One of the three options is to partner up with a U.S. air carrier in a code-share arrangement that meets the statutory and practical requirements either stated or implied in §40118 and in other relevant law. One of, if not the most important condition such arrangements need to satisfy is Title 49 U.S.C. §41102(a)’s restriction of participation in the federal bids to U.S. citizens. However, fortunately for foreign air carrier, relevant interpretation of the term “U.S. Citizen” under the Fly America Act is much broader, encompassing code-share arrangements between U.S. and foreign air carriers. See, Fly America Act – Code Sharing Transportation by U.S. Carrier, B-240956, 1991 U.S. Comp. Gen LEXIS 1113 (Sept. 25, 1991).
As a result, a correctly engineered code-share structure can make a foreign air carrier an eligible participant in a federally sponsored bidding process so long as its proposal is submitted by and along with its U.S. partner. In light of a recent decision issued the General Services Administrator (“GSA”) following a dispute between United Airlines and JetBlue/Emirates, a code-share arrangement only needs to satisfy one condition to qualify under the act: “The U.S. carrier should receive a substantial portion of the revenue.” See, In the Matter of: United Airlines, Inc., 2015 U.S. Comp. Gen. LEXIS 389; 2015 Comp. Gen Proc. Dec. P376, 14-15. However, despite its simple appearance and wording, tailoring the arrangement to meet all of these criteria remains to be a complex endeavor that must be undertaken by advice from competent legal counsel.
Joint Venture Partnership:
The second option is to form a joint venture structure with a U.S. based regional air carrier. Forming a joint venture with a U.S. based airline will serve two very important goals: (1) In the short run, a foreign air carrier can financially benefit from receiving federal awards, and (2) it can also establish a foothold in the U.S. air transportation market that can yield further, stronger, and much more clandestine extension into the US market.
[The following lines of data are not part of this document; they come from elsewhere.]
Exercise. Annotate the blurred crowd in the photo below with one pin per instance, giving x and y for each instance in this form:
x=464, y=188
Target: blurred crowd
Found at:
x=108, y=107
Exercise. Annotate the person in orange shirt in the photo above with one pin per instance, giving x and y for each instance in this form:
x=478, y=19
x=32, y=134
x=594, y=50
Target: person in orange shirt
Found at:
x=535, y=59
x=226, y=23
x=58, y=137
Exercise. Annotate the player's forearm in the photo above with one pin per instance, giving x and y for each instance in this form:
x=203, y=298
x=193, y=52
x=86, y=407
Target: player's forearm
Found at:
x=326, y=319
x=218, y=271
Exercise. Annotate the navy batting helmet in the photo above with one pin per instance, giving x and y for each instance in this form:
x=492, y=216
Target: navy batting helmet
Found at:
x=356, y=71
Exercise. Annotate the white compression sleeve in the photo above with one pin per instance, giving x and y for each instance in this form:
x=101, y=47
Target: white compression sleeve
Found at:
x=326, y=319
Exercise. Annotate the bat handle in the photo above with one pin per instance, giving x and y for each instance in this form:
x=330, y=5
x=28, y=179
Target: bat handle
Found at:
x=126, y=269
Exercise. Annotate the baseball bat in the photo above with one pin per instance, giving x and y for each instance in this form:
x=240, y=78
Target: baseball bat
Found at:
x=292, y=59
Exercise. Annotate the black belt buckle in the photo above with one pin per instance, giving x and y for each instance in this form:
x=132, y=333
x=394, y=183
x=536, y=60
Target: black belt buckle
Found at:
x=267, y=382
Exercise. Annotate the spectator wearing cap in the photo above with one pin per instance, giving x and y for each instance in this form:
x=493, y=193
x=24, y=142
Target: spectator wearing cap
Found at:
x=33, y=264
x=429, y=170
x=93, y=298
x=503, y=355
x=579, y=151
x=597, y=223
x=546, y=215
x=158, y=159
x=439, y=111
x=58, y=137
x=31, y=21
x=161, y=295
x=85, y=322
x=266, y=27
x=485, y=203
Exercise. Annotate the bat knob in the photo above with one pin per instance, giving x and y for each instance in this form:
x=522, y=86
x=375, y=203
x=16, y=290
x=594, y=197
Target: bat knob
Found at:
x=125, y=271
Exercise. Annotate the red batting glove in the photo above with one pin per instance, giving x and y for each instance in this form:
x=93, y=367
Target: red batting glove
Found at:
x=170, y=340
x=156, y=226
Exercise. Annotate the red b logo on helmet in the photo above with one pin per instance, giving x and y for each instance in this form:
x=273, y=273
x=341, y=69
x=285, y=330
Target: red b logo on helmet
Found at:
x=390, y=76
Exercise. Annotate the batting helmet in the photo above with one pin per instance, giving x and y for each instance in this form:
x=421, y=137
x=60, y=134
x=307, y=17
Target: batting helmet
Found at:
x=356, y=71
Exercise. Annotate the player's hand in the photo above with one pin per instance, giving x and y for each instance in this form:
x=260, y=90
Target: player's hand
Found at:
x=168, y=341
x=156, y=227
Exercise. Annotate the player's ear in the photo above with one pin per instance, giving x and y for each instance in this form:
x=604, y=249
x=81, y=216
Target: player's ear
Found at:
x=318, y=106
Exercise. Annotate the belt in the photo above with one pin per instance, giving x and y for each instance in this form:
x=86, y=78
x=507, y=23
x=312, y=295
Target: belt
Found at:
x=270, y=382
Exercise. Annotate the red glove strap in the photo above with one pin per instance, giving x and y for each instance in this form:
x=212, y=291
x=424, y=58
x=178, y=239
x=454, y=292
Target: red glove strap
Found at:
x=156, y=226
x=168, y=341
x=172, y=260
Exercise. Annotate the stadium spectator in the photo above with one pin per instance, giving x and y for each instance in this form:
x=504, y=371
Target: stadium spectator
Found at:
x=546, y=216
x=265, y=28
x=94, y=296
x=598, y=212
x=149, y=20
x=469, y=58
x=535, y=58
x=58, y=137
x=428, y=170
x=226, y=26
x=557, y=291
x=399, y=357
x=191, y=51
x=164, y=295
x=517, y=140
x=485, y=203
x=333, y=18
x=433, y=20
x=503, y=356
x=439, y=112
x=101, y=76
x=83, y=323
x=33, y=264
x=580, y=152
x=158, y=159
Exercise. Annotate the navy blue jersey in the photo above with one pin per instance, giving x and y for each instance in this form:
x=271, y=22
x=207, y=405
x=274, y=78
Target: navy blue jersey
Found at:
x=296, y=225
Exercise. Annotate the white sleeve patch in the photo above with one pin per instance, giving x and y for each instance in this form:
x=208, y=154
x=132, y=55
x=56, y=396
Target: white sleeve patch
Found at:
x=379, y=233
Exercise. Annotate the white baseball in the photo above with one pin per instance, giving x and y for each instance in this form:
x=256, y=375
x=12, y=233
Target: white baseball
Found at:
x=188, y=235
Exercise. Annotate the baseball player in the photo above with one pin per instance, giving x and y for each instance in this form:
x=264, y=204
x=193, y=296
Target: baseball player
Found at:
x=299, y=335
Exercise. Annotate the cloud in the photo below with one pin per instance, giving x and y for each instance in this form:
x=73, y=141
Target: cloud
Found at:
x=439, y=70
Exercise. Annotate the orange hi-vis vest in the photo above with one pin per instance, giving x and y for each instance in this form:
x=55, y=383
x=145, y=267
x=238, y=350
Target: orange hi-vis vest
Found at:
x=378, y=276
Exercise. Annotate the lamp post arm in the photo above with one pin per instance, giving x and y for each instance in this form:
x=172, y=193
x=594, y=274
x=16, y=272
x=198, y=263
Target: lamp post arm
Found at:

Because of the strict restrictions imposed by the Civil Aeronautics Act of 1938 (“C.A.A.”) over foreign ownership of U.S. airlines, such structures must be designed accordingly. Amongst these restrictions, relevant regulations require that U.S. nationals control seventy-five percent (75%) of the voting interests, the president is a U.S. citizen, and the majority of the board consists of U.S. citizens. Indeed, the correct interpretation of “U.S. citizen” is a complex analysis that needs to be conducted with extreme care and diligence.
Despite such restrictions, there are various ways to engineer a joint venture structure to comply with the act. These avenues should be further studied and investigated considering all case-specific facts and circumstances.
Open Skies Agreement:
The lesser of the three options is entering into a code-share arrangement with an air carrier from a treaty county, or, in the alternative, making strides towards either joining or negotiating an air transportation treaty with the United States Government. Despite having over ninety (90) Open Sky Agreements with various countries in the world, only the following four (4) agreements have been deemed qualified by the United States under this exception. These are agreements between the United States and the European Union, the United States and Switzerland, the United States and Japan, and the United States and Australia.
As such, pursuing this option appears to be the weaker of the three avenues discussed in this document.
Therefore, a foreign air carrier wishing to become a competitor in federally sponsored bids should engage an eligible U.S. air carrier (preferably a regional air carrier) for entering into a joint venture or a code-share arrangement. And in doing so, such air carrier must have competent counsel not only to scrutinize the details of this relationship for Fly America Act purposes.